Taking serious action to address the crumbling state of U.S. infrastructure is likely to cost far more than the Trump administration is reportedly willing to spend, says a key Senate Democrat overseeing infrastructure policy.
Sen. Tom Carper (D-Del.), an Amtrak enthusiast who commutes to Washington on the train, said on the latest POLITICO Money podcast that he hopes the White House will put forth a serious infrastructure proposal that could garner Democratic support. But early reports on the White House plan, which suggest a federal contribution of around $200 billion, do not give him great confidence.
“I think most people understand if we want to have better roads, highways, bridges, trains … we gotta pay for them,” said Carper, the top Democrat on the Senate Environment and Public Works Committee, which would play a major role in any infrastructure bill. Carper also sits on the Senate Finance Committee, which would authorize funding for any bill. (Republican Sen. Jim Inhofe of Oklahoma, chair of the Senate Environmental and Public Works Subcommittee on Transportation and Infrastructure, joins POLITICO Money next week to discuss infrastructure.)
Carper said that in addition to federal spending, expanded use of tolling should also be considered to help pay for infrastructure projects. “I think the idea of using tolling for new road construction is probably a pretty good idea, and acceptable.
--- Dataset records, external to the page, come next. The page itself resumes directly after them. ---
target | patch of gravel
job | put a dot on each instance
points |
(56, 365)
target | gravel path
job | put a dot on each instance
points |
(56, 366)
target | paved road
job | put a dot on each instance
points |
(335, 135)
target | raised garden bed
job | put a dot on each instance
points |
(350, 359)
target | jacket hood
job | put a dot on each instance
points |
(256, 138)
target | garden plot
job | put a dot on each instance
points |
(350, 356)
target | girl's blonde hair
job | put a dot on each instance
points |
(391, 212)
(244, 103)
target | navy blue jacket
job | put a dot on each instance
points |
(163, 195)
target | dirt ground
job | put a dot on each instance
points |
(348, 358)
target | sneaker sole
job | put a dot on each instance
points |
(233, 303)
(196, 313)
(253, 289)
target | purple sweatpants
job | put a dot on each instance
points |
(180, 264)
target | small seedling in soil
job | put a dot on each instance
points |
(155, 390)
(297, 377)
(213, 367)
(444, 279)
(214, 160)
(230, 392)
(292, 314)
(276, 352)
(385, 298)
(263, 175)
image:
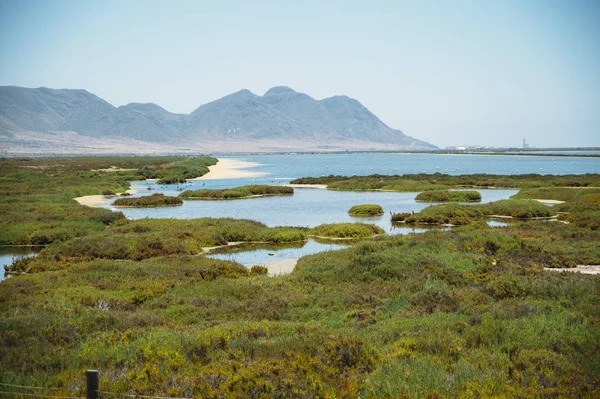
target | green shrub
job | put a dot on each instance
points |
(149, 201)
(346, 230)
(449, 196)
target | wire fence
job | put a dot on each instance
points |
(92, 380)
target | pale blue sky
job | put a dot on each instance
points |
(448, 72)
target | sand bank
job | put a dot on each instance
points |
(228, 168)
(550, 202)
(95, 201)
(280, 267)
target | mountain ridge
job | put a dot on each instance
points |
(282, 119)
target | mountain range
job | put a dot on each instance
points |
(76, 121)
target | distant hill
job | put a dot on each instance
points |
(73, 121)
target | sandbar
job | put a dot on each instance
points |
(317, 186)
(94, 201)
(550, 202)
(229, 168)
(280, 267)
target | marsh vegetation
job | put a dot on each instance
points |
(148, 201)
(467, 312)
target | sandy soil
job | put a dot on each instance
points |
(318, 186)
(280, 267)
(553, 202)
(585, 269)
(95, 201)
(227, 168)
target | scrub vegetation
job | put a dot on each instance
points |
(365, 210)
(237, 192)
(449, 196)
(439, 181)
(457, 214)
(467, 312)
(36, 194)
(148, 201)
(346, 230)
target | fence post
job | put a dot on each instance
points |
(93, 384)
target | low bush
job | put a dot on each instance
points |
(449, 196)
(346, 230)
(148, 201)
(366, 210)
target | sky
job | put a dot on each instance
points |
(453, 72)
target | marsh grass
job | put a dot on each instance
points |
(458, 214)
(36, 194)
(468, 312)
(449, 196)
(346, 230)
(148, 201)
(439, 181)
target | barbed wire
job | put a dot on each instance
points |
(35, 395)
(29, 387)
(138, 396)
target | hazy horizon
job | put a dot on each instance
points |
(450, 73)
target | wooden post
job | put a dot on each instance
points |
(93, 384)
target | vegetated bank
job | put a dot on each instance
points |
(449, 196)
(458, 214)
(346, 230)
(439, 181)
(454, 313)
(36, 194)
(148, 201)
(242, 192)
(468, 312)
(365, 210)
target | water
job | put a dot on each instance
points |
(301, 165)
(249, 255)
(9, 254)
(308, 207)
(496, 223)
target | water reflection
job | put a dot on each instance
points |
(260, 254)
(8, 255)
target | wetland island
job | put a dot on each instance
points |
(467, 310)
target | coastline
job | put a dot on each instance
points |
(230, 168)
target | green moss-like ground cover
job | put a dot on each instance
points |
(237, 192)
(36, 194)
(148, 201)
(439, 181)
(457, 214)
(449, 196)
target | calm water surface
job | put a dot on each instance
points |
(9, 254)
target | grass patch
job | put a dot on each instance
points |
(148, 201)
(366, 210)
(439, 181)
(346, 230)
(449, 196)
(458, 214)
(237, 192)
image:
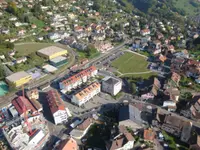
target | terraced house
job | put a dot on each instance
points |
(77, 79)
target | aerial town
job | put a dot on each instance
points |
(99, 75)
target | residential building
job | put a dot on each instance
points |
(32, 94)
(58, 61)
(18, 79)
(23, 105)
(77, 79)
(81, 129)
(149, 135)
(111, 85)
(67, 144)
(51, 52)
(86, 94)
(59, 112)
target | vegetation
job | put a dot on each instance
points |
(130, 63)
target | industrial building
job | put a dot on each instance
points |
(51, 52)
(20, 137)
(77, 79)
(58, 61)
(59, 112)
(111, 85)
(86, 94)
(18, 79)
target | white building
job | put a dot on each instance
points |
(111, 85)
(58, 110)
(86, 94)
(77, 79)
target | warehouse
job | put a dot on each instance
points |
(58, 61)
(51, 52)
(18, 79)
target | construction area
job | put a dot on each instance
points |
(31, 134)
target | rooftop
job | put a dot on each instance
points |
(16, 76)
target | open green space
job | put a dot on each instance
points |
(25, 49)
(130, 63)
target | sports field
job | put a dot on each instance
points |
(130, 63)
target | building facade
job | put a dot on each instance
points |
(111, 85)
(77, 79)
(86, 94)
(59, 112)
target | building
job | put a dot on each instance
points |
(67, 144)
(81, 129)
(86, 94)
(23, 105)
(135, 115)
(111, 85)
(58, 61)
(77, 79)
(18, 79)
(32, 94)
(149, 135)
(51, 52)
(59, 112)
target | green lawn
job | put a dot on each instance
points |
(187, 6)
(26, 49)
(130, 63)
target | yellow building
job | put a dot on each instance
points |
(51, 52)
(18, 79)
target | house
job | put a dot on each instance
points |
(80, 98)
(32, 94)
(149, 135)
(59, 112)
(176, 78)
(67, 144)
(77, 79)
(145, 32)
(111, 85)
(135, 115)
(23, 105)
(81, 129)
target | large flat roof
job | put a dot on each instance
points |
(16, 76)
(50, 50)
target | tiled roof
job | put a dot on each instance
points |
(55, 102)
(20, 103)
(79, 75)
(86, 91)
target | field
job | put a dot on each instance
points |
(130, 63)
(190, 6)
(27, 48)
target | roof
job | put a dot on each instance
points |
(50, 50)
(86, 91)
(20, 103)
(85, 124)
(16, 76)
(110, 80)
(55, 102)
(58, 59)
(67, 144)
(79, 75)
(149, 134)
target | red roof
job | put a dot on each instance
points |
(79, 75)
(20, 103)
(55, 102)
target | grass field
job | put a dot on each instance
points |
(186, 5)
(27, 48)
(130, 63)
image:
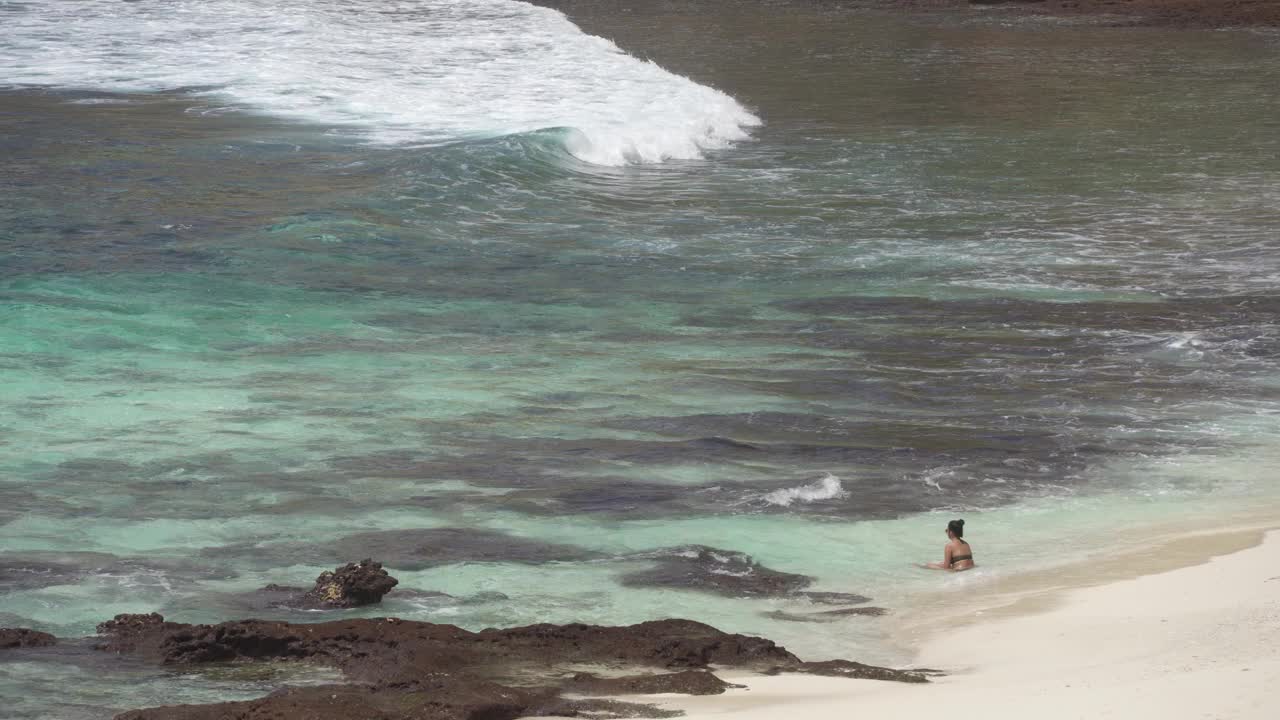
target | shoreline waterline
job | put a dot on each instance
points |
(1192, 637)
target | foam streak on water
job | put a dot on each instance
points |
(414, 71)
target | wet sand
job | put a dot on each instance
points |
(1196, 642)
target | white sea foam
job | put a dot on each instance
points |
(397, 71)
(826, 488)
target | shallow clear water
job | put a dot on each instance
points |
(1016, 272)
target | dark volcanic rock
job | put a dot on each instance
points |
(351, 586)
(442, 700)
(721, 572)
(374, 648)
(426, 671)
(689, 682)
(855, 670)
(13, 638)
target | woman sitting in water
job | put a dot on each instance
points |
(956, 555)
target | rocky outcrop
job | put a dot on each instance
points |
(426, 671)
(351, 586)
(12, 638)
(686, 682)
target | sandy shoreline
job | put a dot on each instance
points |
(1200, 641)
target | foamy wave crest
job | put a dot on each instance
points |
(407, 71)
(826, 488)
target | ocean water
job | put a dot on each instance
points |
(524, 306)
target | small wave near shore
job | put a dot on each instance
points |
(412, 72)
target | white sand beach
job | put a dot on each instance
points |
(1202, 641)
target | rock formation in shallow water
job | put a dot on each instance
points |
(406, 670)
(351, 586)
(13, 638)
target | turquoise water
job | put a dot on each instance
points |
(1022, 273)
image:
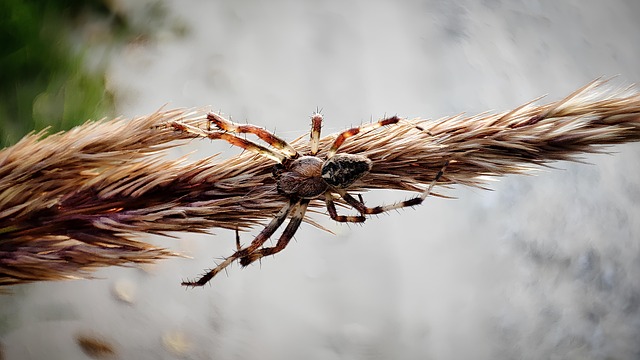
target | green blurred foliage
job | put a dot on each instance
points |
(43, 79)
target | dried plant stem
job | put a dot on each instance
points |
(75, 201)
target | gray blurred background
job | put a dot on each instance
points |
(544, 267)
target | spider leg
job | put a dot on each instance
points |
(230, 138)
(268, 230)
(266, 136)
(283, 241)
(331, 207)
(354, 131)
(316, 126)
(363, 209)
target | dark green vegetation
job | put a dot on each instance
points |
(53, 60)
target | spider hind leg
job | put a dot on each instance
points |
(246, 252)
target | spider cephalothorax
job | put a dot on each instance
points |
(300, 178)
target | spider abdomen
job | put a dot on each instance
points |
(342, 170)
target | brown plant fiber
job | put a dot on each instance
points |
(75, 201)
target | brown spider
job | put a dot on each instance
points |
(301, 178)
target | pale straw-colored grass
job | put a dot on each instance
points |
(75, 201)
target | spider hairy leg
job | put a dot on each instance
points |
(283, 241)
(316, 126)
(361, 129)
(230, 138)
(266, 136)
(364, 210)
(268, 230)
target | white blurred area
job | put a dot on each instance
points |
(543, 267)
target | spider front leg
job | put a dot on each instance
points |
(364, 210)
(283, 241)
(228, 137)
(266, 136)
(241, 254)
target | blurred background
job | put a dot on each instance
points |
(544, 266)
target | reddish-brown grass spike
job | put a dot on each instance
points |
(357, 130)
(316, 127)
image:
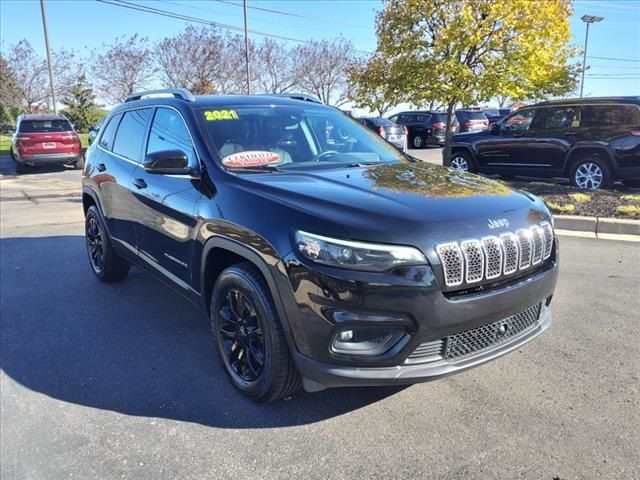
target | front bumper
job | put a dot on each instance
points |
(414, 301)
(48, 159)
(317, 375)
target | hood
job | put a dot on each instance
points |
(390, 201)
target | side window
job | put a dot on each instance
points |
(611, 115)
(168, 132)
(106, 139)
(557, 118)
(521, 120)
(130, 135)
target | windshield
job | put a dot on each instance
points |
(287, 137)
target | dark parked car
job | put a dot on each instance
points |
(321, 264)
(495, 114)
(471, 120)
(44, 139)
(423, 127)
(591, 141)
(388, 130)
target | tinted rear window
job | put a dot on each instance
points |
(130, 134)
(34, 126)
(610, 115)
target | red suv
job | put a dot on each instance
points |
(45, 140)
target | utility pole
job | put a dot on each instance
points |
(588, 19)
(246, 48)
(46, 42)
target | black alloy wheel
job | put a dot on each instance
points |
(95, 244)
(241, 336)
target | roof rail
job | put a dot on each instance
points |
(181, 93)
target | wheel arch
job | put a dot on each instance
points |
(593, 151)
(220, 253)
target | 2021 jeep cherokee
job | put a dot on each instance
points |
(322, 255)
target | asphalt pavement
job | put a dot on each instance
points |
(121, 381)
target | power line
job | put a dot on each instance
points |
(202, 21)
(616, 59)
(298, 15)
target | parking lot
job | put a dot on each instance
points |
(121, 381)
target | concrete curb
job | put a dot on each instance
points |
(597, 225)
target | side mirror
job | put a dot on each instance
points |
(170, 162)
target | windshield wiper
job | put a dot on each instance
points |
(254, 169)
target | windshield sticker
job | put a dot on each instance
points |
(213, 115)
(252, 158)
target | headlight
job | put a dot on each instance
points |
(368, 257)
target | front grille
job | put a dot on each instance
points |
(471, 341)
(490, 258)
(477, 339)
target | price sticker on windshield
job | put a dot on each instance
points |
(251, 158)
(214, 115)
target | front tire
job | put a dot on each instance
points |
(250, 340)
(106, 264)
(590, 173)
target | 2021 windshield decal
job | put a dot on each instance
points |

Especially now that we have the technology.”
The White House is expected to release an infrastructure plan in the next several weeks. Administration officials have discussed using $200 billion in federal money to draw in state, local and private investment in major public works projects that could boost overall spending to $1 trillion.
Carper and other Democrats are skeptical that such a plan could work. Republicans will likely need significant Democratic support to get any infrastructure plan through both houses of Congress, especially if many Republicans are reluctant to add any more to annual deficits beyond the $1.5 trillion in new debt included in the tax plan.
Carper said he is not giving up hope that the parties could work together on infrastructure. Still, he said, when he was Delaware’s governor, he handled a split in which the federal government paid 80 percent on road projects while the state paid 20 percent. “You’re telling me you’re going to come in and say to a governor of a state that we’re going to go from an 80-20 federal-state split to 20-80? Really? How does that work?”
Carper also said he was skeptical that voters will ultimately embrace the GOP tax cut bill. “I’m not so sure that at the end of the day, the tax cut bill that was passed is going to be viewed warmly by voters either this year or later on,” he said. “People don’t like it already, and I think as they get to know it better, they aren’t going to be more fond of it.”